Et l’ivrogne jeta le liquide salutaire au nez de son fils, qui avait pris tant de peine pour le recueillir.

— Je veux de l’eau-de-vie, reprit-il. Tourne le robinet.

— Mais, père, il faut te lever. J’ai trouvé un chemin pour sortir d’ici.

— Eh bien ! va-t’en. Je reste près de la barrique et puisque tu ne veux pas me servir, je vas me servir moi-même.

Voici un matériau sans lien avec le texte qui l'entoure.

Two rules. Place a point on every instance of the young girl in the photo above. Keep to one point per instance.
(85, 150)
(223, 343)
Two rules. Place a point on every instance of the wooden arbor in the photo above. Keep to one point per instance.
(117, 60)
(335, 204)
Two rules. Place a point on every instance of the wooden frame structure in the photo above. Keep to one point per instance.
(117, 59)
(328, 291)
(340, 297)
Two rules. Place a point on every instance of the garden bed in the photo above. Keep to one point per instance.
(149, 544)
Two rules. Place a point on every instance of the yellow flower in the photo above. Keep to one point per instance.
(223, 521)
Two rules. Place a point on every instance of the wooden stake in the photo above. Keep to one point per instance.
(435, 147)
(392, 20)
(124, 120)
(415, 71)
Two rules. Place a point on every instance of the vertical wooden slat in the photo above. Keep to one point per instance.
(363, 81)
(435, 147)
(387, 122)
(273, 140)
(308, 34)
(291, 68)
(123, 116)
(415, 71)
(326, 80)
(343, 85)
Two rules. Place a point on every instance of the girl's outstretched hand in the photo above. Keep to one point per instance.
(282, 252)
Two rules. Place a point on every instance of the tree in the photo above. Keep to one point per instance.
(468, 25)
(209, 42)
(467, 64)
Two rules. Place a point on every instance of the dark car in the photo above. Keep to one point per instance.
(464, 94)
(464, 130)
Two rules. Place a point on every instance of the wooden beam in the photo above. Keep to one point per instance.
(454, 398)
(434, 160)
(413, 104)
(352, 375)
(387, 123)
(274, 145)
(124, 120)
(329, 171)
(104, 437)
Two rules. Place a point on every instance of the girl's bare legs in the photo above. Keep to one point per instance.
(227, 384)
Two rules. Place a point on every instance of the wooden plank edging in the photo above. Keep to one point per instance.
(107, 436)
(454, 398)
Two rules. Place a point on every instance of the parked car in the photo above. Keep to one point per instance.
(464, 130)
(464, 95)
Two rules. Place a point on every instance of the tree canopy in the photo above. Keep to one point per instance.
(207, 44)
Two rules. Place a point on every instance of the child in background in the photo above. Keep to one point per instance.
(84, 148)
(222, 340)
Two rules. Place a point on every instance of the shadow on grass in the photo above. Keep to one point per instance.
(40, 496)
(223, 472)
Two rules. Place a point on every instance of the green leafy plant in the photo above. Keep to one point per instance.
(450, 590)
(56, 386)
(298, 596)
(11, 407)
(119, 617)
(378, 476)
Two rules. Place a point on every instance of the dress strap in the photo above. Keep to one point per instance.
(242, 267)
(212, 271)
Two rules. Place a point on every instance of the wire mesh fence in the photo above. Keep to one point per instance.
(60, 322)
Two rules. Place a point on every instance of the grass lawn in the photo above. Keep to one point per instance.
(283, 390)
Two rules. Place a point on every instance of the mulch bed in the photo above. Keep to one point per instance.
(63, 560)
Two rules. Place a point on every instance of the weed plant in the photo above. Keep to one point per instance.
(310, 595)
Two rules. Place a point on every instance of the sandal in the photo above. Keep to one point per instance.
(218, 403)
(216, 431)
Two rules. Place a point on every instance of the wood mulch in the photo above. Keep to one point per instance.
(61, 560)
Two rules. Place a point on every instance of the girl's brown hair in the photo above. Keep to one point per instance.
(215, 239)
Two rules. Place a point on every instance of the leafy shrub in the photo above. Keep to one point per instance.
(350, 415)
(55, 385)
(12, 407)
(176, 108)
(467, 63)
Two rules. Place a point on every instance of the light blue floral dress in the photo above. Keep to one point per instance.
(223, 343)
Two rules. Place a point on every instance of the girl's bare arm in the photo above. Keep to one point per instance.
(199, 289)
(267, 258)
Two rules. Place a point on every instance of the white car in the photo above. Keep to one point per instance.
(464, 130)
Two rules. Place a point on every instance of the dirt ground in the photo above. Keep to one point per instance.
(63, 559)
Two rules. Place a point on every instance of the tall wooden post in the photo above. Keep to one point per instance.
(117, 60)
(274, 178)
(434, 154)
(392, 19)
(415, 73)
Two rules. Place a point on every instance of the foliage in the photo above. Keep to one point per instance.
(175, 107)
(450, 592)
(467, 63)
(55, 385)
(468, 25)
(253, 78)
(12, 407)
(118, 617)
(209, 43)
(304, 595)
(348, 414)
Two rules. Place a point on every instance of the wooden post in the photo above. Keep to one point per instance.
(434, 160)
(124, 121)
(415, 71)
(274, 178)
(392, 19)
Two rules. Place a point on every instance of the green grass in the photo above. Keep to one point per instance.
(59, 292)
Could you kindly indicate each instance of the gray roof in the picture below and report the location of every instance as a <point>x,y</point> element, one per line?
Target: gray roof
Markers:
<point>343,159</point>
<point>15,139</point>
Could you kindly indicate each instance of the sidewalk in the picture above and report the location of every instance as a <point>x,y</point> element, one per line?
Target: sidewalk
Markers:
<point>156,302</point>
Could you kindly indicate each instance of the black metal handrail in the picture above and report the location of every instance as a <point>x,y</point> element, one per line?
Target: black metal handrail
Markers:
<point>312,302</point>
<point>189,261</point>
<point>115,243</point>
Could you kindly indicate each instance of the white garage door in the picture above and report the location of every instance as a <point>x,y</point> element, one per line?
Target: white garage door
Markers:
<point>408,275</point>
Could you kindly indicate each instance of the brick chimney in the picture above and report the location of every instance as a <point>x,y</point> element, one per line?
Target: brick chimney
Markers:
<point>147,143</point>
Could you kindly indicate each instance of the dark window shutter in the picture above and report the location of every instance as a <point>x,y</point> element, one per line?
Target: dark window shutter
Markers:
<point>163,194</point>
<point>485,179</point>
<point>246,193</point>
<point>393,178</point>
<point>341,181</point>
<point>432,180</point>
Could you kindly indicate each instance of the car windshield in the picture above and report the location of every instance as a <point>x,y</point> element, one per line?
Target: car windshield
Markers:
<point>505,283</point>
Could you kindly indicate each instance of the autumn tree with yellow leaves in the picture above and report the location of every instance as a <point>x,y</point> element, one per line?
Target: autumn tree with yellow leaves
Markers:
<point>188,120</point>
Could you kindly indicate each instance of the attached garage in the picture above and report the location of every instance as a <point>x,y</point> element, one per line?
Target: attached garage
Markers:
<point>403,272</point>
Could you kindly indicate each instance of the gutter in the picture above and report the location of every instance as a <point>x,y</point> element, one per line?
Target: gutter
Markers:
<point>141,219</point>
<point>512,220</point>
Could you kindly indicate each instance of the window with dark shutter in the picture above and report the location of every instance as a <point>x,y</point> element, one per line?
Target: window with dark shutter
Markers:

Il étendit le bras, saisit le robinet et pendant que l’alcool coulait à flots, il essaya de remplir son bidon, mais en s’agitant, il fit un faux mouvement qui renversa la lanterne, avec la bougie allumée.

Georget se précipita pour la relever. Il arriva trop tard. La terre, imprégnée de trois-six, prit feu comme un tas de soufre, et la flamme força le courageux enfant à reculer. Il ne fut pas atteint ; mais Courapied, aussi imbibé que le sol, se mit à brûler comme le buisson ardent au milieu duquel Moïse apparut à son peuple.

Le pauvre pitre se tordait, en poussant des cris épouvantables, et son fils essayait vainement de le saisir par ses vêtements qui flambaient. Il y serait peut-être parvenu, mais, par surcroît de malheur, la barrique surchauffée éclata et l’alcool qu’elle contenait se répandit comme un torrent de feu qui engloutit aussitôt Courapied.